Jun 6, 2014 - Communication    No Comments

Poetry Story

The poem I am linking to my story is ‘Bayonet Charge’.

As he lay there tossing and turning, you could see the dream etched across his forehead and the pain streaming down his face. The sweat he was exuding formed a moist patch surrounding his torso. The ache in his body that has been formed through the years of pain and distress was evermore apparent
as he lay there numb. This was however not the case in his mind. The battles he was facing were far larger then those that loomed on the surface. As he awoke the puddle of sweat swarmed down him and he broke down into tears. Then he stopped. It was if a simple thought of recognition to his outside surroundings suddenly hit him. Although his thoughts that tore him to shreds flew in and out of his ominous mind, there was almost a peace and calm which fluctuated and rose out of him. All this time he was running away from his fears but now he realised he must face them. He must stand up tall and with a purpose.

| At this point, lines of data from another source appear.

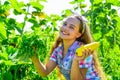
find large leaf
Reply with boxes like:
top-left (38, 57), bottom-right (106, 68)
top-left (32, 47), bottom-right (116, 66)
top-left (0, 22), bottom-right (7, 39)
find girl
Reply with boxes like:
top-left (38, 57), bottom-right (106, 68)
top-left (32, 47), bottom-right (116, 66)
top-left (31, 15), bottom-right (105, 80)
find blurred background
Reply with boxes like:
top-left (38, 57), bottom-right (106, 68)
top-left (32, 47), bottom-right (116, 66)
top-left (0, 0), bottom-right (120, 80)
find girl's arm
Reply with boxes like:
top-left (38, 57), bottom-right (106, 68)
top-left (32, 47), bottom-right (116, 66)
top-left (31, 55), bottom-right (56, 77)
top-left (70, 59), bottom-right (88, 80)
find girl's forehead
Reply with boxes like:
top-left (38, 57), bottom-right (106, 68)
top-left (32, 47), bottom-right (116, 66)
top-left (63, 16), bottom-right (79, 22)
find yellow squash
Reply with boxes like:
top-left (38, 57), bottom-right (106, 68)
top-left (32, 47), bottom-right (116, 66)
top-left (76, 42), bottom-right (100, 56)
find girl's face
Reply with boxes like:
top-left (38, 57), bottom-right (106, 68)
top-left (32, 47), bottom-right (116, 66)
top-left (60, 17), bottom-right (81, 40)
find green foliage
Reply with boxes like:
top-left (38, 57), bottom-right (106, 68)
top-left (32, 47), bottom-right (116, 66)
top-left (17, 33), bottom-right (47, 60)
top-left (0, 0), bottom-right (120, 80)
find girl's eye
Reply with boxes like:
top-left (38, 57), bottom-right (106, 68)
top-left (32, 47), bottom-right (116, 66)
top-left (69, 26), bottom-right (74, 29)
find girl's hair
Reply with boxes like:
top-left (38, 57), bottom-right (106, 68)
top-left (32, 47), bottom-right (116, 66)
top-left (50, 15), bottom-right (106, 80)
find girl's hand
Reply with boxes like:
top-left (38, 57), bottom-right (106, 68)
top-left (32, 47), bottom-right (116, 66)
top-left (74, 48), bottom-right (93, 61)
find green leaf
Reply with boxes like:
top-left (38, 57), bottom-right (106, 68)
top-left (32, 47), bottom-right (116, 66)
top-left (0, 22), bottom-right (7, 39)
top-left (93, 0), bottom-right (103, 4)
top-left (30, 0), bottom-right (44, 11)
top-left (106, 0), bottom-right (120, 6)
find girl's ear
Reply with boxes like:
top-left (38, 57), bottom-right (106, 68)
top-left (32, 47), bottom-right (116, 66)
top-left (76, 33), bottom-right (81, 38)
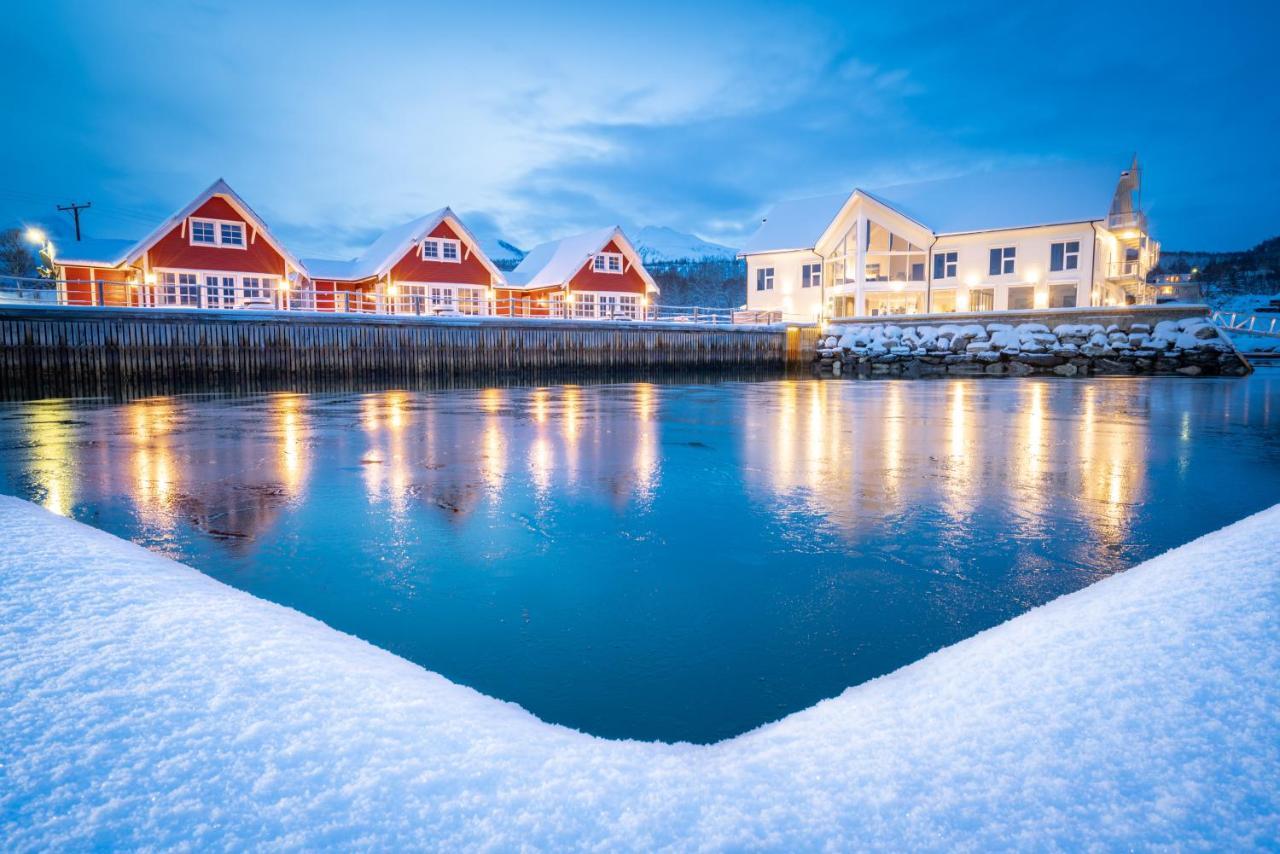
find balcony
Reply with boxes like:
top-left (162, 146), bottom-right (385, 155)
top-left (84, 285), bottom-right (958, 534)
top-left (1107, 210), bottom-right (1147, 241)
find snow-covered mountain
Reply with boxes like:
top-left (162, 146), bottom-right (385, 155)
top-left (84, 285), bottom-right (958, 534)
top-left (628, 225), bottom-right (737, 264)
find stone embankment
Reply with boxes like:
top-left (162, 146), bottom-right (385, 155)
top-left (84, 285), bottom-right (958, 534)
top-left (814, 316), bottom-right (1252, 376)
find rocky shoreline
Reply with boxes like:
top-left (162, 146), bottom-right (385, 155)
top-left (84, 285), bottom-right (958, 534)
top-left (814, 316), bottom-right (1252, 376)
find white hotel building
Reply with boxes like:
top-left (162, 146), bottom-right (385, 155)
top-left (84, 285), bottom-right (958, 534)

It was a dark, humid evening when I was out on patrol, we had a long day fighting the Taliban and were heading back to the so called ‘safe zone’. The morale among my fellow soldiers was low, we had nothing left to offer. We were sitting in the truck in an abysmal state, then we stopped. There was a commotion outside and a dialect of Arabic was shouting in our direction. That’s when the gunfire started. We jumped out of the truck and took shelter behind it. There were bullets flying over our head. They were close. I shot back in anger and that’s when it happened. It was if time had frozen, my friend, the one who was there for me throughout everything, gone in a flash. I could taste the fear growing in my mouth, slowly travelling down the length of my throat, into the pit of my stomach where the butterflies currently fluttered their wings ferociously. Now it was just me and my thoughts. Am I really making a difference? Who am I really fighting for? But the biggest question that posed in my mind was what the hell am I doing here? The bullets continued to fly over me, Then it hit me. Yes I am making a difference, I’m here to fight for my country and all the people at home that are relying on me to return, to provide for them, hearing their voices of undying love scrolling around my head, keeping me going, keeping me alive. That’s when the bullets stopped, they were retreating. But why? I cautiously went to inspect the aftermath. I took 3 steps and after that it was just a flash. Every night I relive this dream, waking up, trying to run away from reality, which is quite ironic because I won’t be running away from anything, nor walking nor crawling.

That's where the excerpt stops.